Pacíficos, neutros e correndo por fora das divergências políticas, os membros da Associação pensam tão somente em ajudar o Vasco lado a lado com a força da torcida. Sem acalentar partidarismos ou correntes políticas internas. “Por ser apolítica, a associação tem obrigação de ouvir todas as figuras do clube, imparcialmente. Não teremos nenhuma restrição. Ouvimos todas as partes. Todos os beneméritos poderiam participar da associação. Menos de 30% dos sócios fundadores da associação são sócios ou beneméritos ou participantes da gestão do Vasco, o que comprova a nossa isenção nos processos” – pontua Zagury.

A MATEMÁTICA DA ASSOCIAÇÃO

Firme em seu propósito, a Associação já publicou seu primeiro balanço. E os entrevistados mostraram-se muito otimistas com o resultado do inicio do movimento:

“A contribuição per capita tem aumentado desde os 377 reais do primeiro balanço publicado. O Vasco deve ter 12 milhões de torcedores. Se 3% aderirem, a arrecadação giraria em torno de 100 milhões de reais. Essa é uma projeção” – diz Zagury. “O número do primeiro mês não é representativo porque ainda estamos em fase de propagação. A razão de divulgarmos é darmos transparência, levarmos as pessoas a confiarem no que vem sendo feito. Não é a vaidade de dizer que deu certo, é o impulso para um trabalho sério e de muita clareza” – diz Vitor.

Os olhos de Isac novamente se iluminam quando ele usa o amor da torcida como ponto de esperança para que o projeto almeje sucesso:

“Eu me emociono quando vejo, como hoje, um vascaíno de São Luis do Maranhão doar 500 reais. Um torcedor de longe do Rio, mas apaixonado pelo clube e acreditando nesse propósito. Isso é comovente, é representativo, e nós esperamos que, através desses exemplos, os grandes vascaínos e beneméritos se sensibilizem por essa causa. A maior parte das contribuições vem de fora do rio. Apenas 33% dos contribuintes são do Rio” - revela.

Acreditando no projeto para arrecadar novos sócios, Vitor também faz suas contas acerca da mobilização dos vascaínos em favor do clube: “Por ter montado um bom time de futebol, por ter tomado iniciativas corretas, ocorre uma retroalimentação. O cuidado do time de agradecer a torcida a cada jogo revela essa força conjunta. A quase totalidade dos 13 milhões de vascaínos do Brasil contra apenas dois mil sócios do clube revelam que algo precisa ser feito para que a paixão faça o torcedor começar a abraçar mais de perto o clube.
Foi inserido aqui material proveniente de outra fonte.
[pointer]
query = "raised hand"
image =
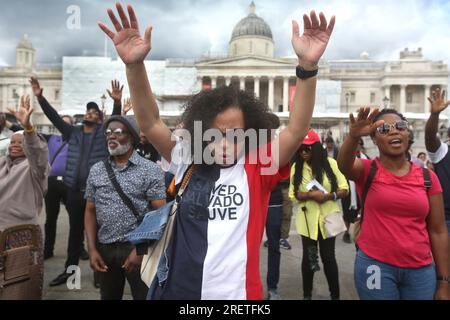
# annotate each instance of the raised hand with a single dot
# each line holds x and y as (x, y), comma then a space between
(24, 113)
(437, 100)
(131, 48)
(116, 93)
(127, 106)
(310, 46)
(37, 90)
(363, 125)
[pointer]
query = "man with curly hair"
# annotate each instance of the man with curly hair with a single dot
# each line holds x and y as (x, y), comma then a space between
(214, 252)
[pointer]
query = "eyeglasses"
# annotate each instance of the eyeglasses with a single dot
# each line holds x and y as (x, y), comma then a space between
(119, 133)
(92, 112)
(305, 149)
(233, 136)
(385, 128)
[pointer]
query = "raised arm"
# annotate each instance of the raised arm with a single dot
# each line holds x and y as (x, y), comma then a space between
(49, 111)
(127, 106)
(116, 95)
(35, 147)
(133, 49)
(440, 246)
(309, 48)
(438, 104)
(362, 126)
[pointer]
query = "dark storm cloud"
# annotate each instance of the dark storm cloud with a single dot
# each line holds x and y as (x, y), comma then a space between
(190, 29)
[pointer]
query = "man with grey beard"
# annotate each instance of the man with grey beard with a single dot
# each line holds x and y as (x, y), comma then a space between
(119, 191)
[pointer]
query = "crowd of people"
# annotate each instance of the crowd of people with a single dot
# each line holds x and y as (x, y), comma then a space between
(112, 172)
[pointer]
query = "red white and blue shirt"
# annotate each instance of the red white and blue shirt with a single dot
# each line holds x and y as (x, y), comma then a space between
(217, 258)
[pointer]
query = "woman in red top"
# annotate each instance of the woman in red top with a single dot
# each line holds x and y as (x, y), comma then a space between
(403, 227)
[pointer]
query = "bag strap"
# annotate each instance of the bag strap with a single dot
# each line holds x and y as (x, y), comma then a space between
(426, 178)
(58, 152)
(187, 176)
(123, 196)
(371, 176)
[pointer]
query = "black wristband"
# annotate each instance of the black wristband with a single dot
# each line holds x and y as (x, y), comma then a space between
(445, 279)
(305, 74)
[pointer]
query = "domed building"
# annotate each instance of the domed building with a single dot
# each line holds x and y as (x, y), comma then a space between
(251, 36)
(251, 64)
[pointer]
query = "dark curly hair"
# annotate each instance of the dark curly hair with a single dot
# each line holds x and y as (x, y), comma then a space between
(384, 112)
(319, 165)
(206, 105)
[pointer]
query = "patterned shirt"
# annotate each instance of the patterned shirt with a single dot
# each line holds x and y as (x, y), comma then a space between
(141, 180)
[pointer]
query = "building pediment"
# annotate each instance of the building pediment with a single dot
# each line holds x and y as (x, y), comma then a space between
(246, 62)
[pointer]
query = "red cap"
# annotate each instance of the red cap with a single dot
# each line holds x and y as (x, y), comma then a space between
(311, 138)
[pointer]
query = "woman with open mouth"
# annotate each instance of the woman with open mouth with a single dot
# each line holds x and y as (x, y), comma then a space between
(402, 226)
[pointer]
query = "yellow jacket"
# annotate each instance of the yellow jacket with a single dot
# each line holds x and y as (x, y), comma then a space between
(315, 212)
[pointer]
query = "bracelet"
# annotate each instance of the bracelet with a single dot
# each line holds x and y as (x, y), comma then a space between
(443, 279)
(305, 74)
(29, 131)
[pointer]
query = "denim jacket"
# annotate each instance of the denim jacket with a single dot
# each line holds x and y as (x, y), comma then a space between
(152, 227)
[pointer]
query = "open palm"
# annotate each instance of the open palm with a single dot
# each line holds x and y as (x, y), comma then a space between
(363, 125)
(437, 100)
(310, 46)
(130, 46)
(24, 113)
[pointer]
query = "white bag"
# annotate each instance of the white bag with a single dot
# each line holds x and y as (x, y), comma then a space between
(150, 261)
(334, 224)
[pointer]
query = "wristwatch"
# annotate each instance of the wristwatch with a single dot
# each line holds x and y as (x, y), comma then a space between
(305, 74)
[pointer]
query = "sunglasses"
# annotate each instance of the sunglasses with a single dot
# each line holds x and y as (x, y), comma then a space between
(234, 136)
(305, 149)
(92, 112)
(119, 133)
(385, 128)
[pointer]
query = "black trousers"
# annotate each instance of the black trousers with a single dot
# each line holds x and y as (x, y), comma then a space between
(112, 282)
(56, 193)
(273, 232)
(75, 206)
(327, 254)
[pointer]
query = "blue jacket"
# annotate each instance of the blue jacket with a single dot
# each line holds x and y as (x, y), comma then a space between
(74, 135)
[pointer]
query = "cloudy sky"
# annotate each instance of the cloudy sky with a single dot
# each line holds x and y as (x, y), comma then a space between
(192, 28)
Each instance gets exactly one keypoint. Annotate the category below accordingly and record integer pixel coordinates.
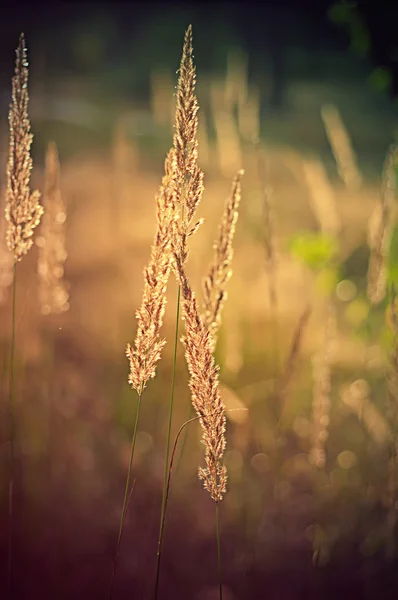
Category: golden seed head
(22, 211)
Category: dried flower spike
(23, 211)
(220, 272)
(148, 345)
(53, 295)
(204, 384)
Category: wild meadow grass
(278, 369)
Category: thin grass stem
(166, 498)
(172, 458)
(12, 434)
(126, 497)
(218, 548)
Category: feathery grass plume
(206, 397)
(214, 286)
(6, 265)
(146, 351)
(342, 149)
(53, 295)
(23, 211)
(204, 386)
(380, 229)
(321, 394)
(148, 345)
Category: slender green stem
(160, 545)
(167, 490)
(218, 549)
(12, 433)
(171, 404)
(126, 497)
(184, 441)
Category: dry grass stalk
(249, 116)
(295, 346)
(204, 386)
(323, 201)
(148, 345)
(53, 295)
(321, 394)
(22, 211)
(204, 142)
(204, 383)
(214, 286)
(6, 264)
(269, 233)
(342, 149)
(380, 229)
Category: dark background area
(87, 37)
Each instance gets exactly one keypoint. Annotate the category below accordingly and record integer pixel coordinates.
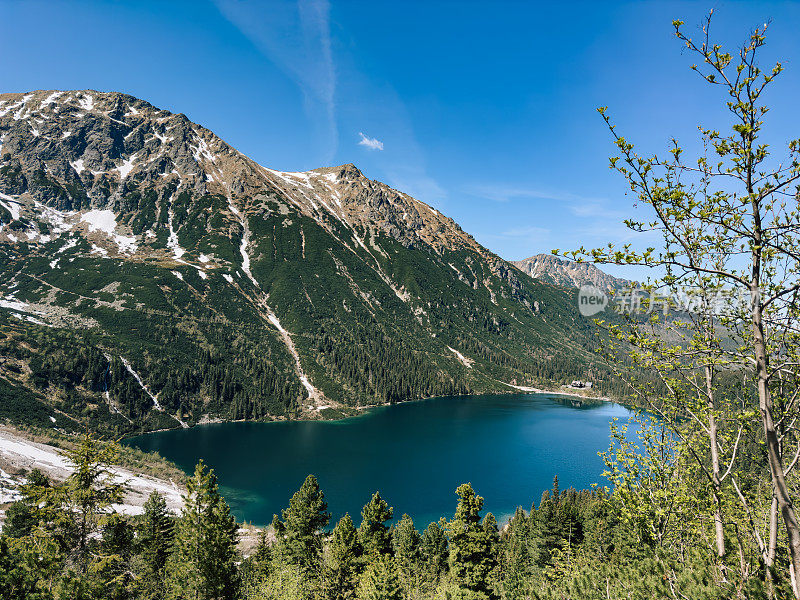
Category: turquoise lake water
(416, 454)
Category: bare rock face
(559, 271)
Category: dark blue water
(508, 446)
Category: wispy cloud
(507, 193)
(296, 37)
(525, 232)
(371, 143)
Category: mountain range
(567, 273)
(153, 276)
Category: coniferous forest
(701, 505)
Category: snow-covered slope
(196, 284)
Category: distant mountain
(558, 271)
(153, 276)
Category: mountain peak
(567, 273)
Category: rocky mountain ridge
(567, 273)
(198, 284)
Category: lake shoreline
(361, 410)
(508, 445)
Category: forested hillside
(151, 276)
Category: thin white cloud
(524, 232)
(296, 37)
(371, 143)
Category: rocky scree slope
(558, 271)
(152, 276)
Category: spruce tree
(342, 565)
(155, 535)
(202, 564)
(434, 551)
(299, 531)
(472, 558)
(406, 543)
(380, 581)
(374, 533)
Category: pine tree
(155, 533)
(374, 533)
(89, 490)
(342, 565)
(517, 557)
(202, 564)
(380, 581)
(406, 543)
(434, 550)
(299, 532)
(472, 559)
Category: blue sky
(484, 110)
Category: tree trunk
(774, 457)
(719, 529)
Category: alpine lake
(508, 446)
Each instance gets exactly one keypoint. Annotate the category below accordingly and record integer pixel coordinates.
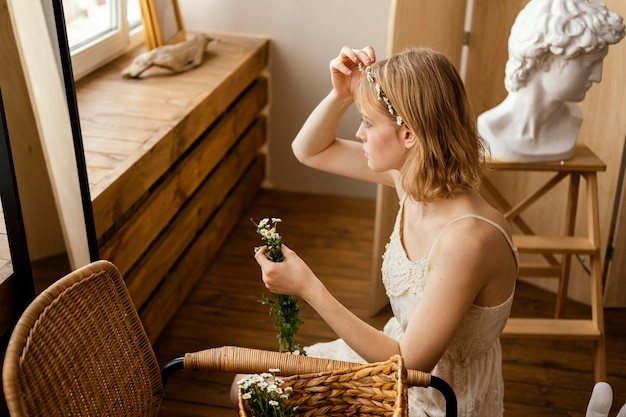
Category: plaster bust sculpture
(556, 50)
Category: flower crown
(381, 95)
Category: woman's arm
(316, 144)
(293, 276)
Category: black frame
(72, 104)
(16, 233)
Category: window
(100, 30)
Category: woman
(450, 267)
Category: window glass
(89, 20)
(100, 30)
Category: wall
(305, 35)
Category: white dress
(472, 364)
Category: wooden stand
(584, 164)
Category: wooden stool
(584, 164)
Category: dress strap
(476, 216)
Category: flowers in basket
(265, 396)
(284, 307)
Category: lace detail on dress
(401, 273)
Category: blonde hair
(426, 91)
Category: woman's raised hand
(344, 69)
(291, 276)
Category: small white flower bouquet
(284, 307)
(265, 396)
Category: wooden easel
(585, 164)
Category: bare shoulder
(477, 241)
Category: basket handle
(246, 360)
(237, 359)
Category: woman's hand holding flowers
(345, 69)
(291, 276)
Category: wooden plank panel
(554, 244)
(125, 246)
(169, 297)
(200, 96)
(551, 328)
(152, 268)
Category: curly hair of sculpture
(556, 52)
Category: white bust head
(556, 50)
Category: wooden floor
(334, 235)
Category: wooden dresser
(172, 161)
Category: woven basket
(322, 387)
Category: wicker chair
(80, 349)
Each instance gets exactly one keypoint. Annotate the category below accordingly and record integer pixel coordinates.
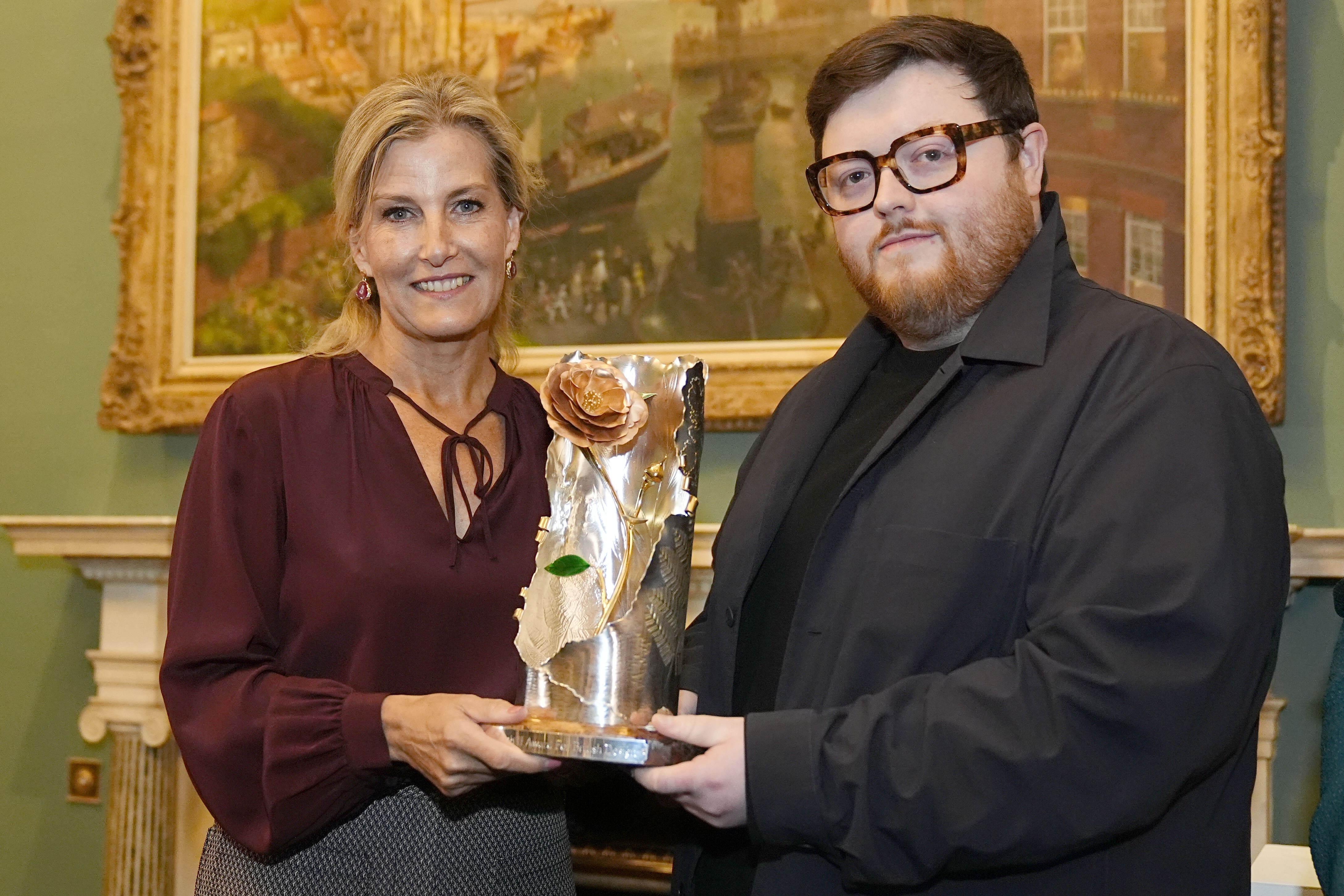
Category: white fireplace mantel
(154, 825)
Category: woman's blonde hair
(409, 108)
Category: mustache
(896, 229)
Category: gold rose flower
(591, 404)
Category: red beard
(977, 263)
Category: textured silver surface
(620, 674)
(651, 750)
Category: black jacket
(1037, 628)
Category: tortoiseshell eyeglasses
(924, 160)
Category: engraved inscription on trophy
(604, 616)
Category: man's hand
(714, 785)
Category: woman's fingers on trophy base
(492, 712)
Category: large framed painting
(674, 142)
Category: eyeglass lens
(925, 163)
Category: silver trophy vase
(604, 617)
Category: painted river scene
(671, 135)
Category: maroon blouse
(314, 574)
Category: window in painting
(1066, 45)
(1146, 46)
(1074, 210)
(1144, 255)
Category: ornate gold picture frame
(1233, 225)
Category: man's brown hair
(987, 58)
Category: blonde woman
(353, 539)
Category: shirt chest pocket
(927, 601)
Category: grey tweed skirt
(504, 840)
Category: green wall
(58, 185)
(1311, 438)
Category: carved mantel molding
(128, 557)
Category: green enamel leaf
(568, 566)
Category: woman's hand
(444, 737)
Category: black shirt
(726, 867)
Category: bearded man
(998, 598)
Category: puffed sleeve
(277, 758)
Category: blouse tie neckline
(454, 481)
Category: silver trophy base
(619, 746)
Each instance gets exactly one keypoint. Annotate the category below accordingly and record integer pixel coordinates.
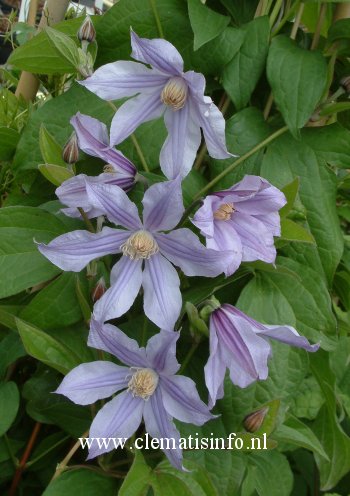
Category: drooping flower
(162, 89)
(152, 391)
(243, 219)
(241, 344)
(93, 139)
(140, 243)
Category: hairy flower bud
(70, 152)
(87, 31)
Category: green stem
(241, 159)
(157, 18)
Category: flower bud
(254, 420)
(99, 290)
(70, 152)
(87, 31)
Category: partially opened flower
(93, 139)
(162, 89)
(152, 391)
(243, 219)
(141, 244)
(241, 344)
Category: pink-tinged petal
(74, 250)
(134, 112)
(114, 202)
(257, 241)
(122, 79)
(93, 139)
(162, 297)
(215, 369)
(161, 352)
(119, 418)
(184, 137)
(160, 425)
(163, 205)
(244, 352)
(212, 123)
(93, 381)
(158, 53)
(226, 238)
(288, 335)
(126, 279)
(109, 338)
(183, 248)
(181, 400)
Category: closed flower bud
(253, 421)
(70, 152)
(99, 290)
(87, 31)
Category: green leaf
(76, 482)
(21, 263)
(9, 404)
(292, 231)
(56, 174)
(206, 23)
(51, 151)
(8, 142)
(241, 75)
(298, 78)
(47, 349)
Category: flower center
(224, 212)
(140, 245)
(143, 383)
(174, 93)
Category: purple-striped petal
(74, 250)
(109, 338)
(158, 53)
(184, 137)
(114, 202)
(160, 425)
(122, 79)
(134, 112)
(181, 400)
(161, 352)
(126, 279)
(162, 297)
(183, 248)
(163, 205)
(93, 381)
(119, 418)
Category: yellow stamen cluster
(224, 212)
(174, 93)
(140, 245)
(143, 383)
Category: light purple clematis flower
(243, 219)
(163, 88)
(240, 343)
(152, 391)
(140, 243)
(93, 139)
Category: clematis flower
(152, 391)
(140, 243)
(93, 139)
(241, 344)
(243, 219)
(162, 89)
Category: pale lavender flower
(152, 391)
(93, 139)
(240, 343)
(140, 243)
(162, 89)
(243, 219)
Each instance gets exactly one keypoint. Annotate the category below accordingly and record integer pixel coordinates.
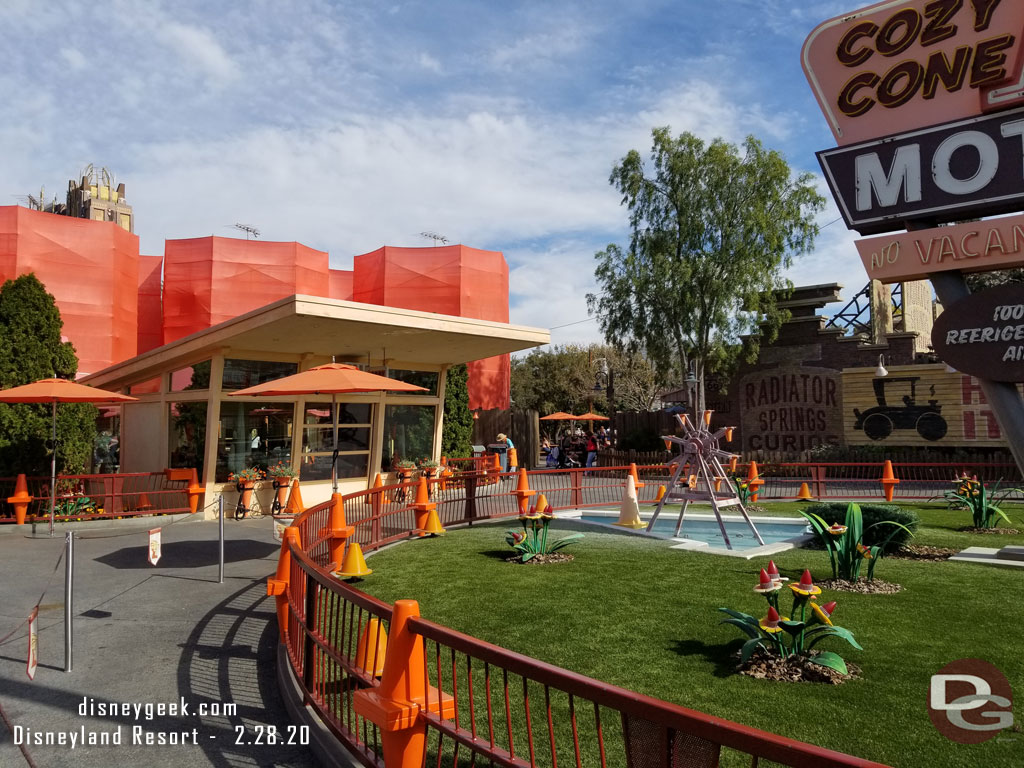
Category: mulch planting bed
(997, 531)
(794, 670)
(923, 552)
(875, 587)
(541, 559)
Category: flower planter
(281, 484)
(246, 488)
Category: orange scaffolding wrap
(151, 321)
(211, 280)
(91, 267)
(451, 280)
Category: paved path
(145, 635)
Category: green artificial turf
(631, 611)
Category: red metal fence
(99, 497)
(439, 696)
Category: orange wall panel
(151, 318)
(211, 280)
(451, 280)
(341, 284)
(92, 270)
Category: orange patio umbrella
(54, 391)
(332, 379)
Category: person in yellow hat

O Vasco precisa demonstrar que está percebendo essa mobilização e reagindo, dando o seu melhor também como agradecimento, alimentando essa relação” – afirma o jovem empreendedor.

Apostando no combustível dessa paixão indizível e na força inexplicável dessa torcida contagiante, os dois entrevistados renderam créditos a todos os demais componentes da diretoria fundadora, colocando-se como representantes de um grupo unido e destemido.

Mais do que isso: como pontas-de-lança de uma imensa torcida que, ao apostar no exemplo desses fundadores, pode reeditar as páginas gloriosas do mais democrático e independente dos clubes do país, o único a ter um estádio construído com esforços de seus torcedores e admiradores fiéis.

Se olharmos o exemplo dessa Associação sob a mesma égide de nossos entrevistados, é possível acreditar que os versos de nosso hino podem se cumprir: “tua estrela na terra a brilhar ilumina o mar”.

Que assim seja com a Associação dos Amigos do Vasco da Gama!